Surat Buat Mathemesi Tentang Perempuan dalam Bingkai Kenangan yang Mungkin Juga adalah Mathemesi Itu Sendiri.
Selamat sore Mathemesi.
Senja dengan langit yang kelam dan hujan disertai angin ini,
membuat kuingin menuliskan surat untukmu. Surat untuk kesekian kalinya yang
belum pernah dibalas. Mungkin, kau telah lupa alamat kantor pos atau surat ini
tak pernah sampai diberanda rumahmu. Eh, salahku sendiri, mengirimnya lewat fesbuk, yang barangkali tak kaubuka lagi
setelah terakhir kali kaubuka setahun yang lalu. Ah, aku terlalu berkhayal
hingga terus menduga.
Mathemesi, perihal hujan yang membikin rindu, aku jadi
teringat pada sebuah permulaan cerita. Tepatnya tentang perjumpaan untuk
kesekian kalinya cinta yang datang. Aku mungkin terlampau berlebihan menamakan
itu cinta padahal membuat dia tersenyum saja susahnya minta ampun. Inilah awal
kisahnya.
Kisah yang mungkin cinta. Cinta
adalah sebuah, sesuatu, sebentuk, seberapa pantas kaumemikirkannya saat
kapanpun dan tersadar bahwa ia telah menjadi milik orang lain. Cinta itu adalah
pertemuan dalam ruang kesibukan yang tak luas. Kemudian kalian, kau dan aku
mulai berkenalan. Bercerita. Menukar nomor handphone dan mulai saling menyukai,
namun masih dipendam ego dan memikirkan hal lain yang juga kalian cintai. Cinta itu
seperti aku yang mengirimimu puisi dan kau tak pernah membacanya.
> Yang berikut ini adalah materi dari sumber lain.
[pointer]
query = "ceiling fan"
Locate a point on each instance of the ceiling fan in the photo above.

Sebut saja namanya November, gadis berjilbab yang murah
senyum. Datang setelah beberapa hari aku mengikuti trainning di kantor itu. Ia
nampak semangat. Membangun minat kami untuk bekerja. Begitu tekun. Hal yang
paling membikin aku merindu. Ia bertanya beberapa hal. Sampai pada film
kesukaan dan mengapa agama ada.
Ini sekedar perjumpaan awal, karena selebihnya kami saling
jatuh cinta. Dalam diam tentunya. Kami cenderung mengagungkan sunyi sehingga
tak ada kata-kata cinta untuk dinyatakan dalam ruang perjumpaan. Hanya sunyi
sekali lagi sunyi.
Kamu tahu hal paling payah yang aku miliki? Setelah dia
menikah, aku baru tersadar bahwa bunga yang mekar merekah itu telah dipetik
oleh orang lain. Lalu dengan melankolisnya, aku mulai bercerita sampai
menyatakan cinta kepadanya pada sebuah siang dengan dada sesak dan beberapa
airmata yang cepat dihapus lantaran takut dilihat teman kamar sebelah.
Ah, Mathemesi. Daripada aku
mengulang lagi kisah yang mengharu biru ini, lebih baik kusudahi saja
surat kali ini. Biar airmata tak dibuang percuma. Sebenarnya tadi aku ingin
menuliskan puisi untukmu, tapi jadinya begini.
Dari lelaki yang telah kehilangan akal sehat hanya karena
jatuh cinta pada seorang Mathemesi yang tengah asyik dengan dunianya sendiri.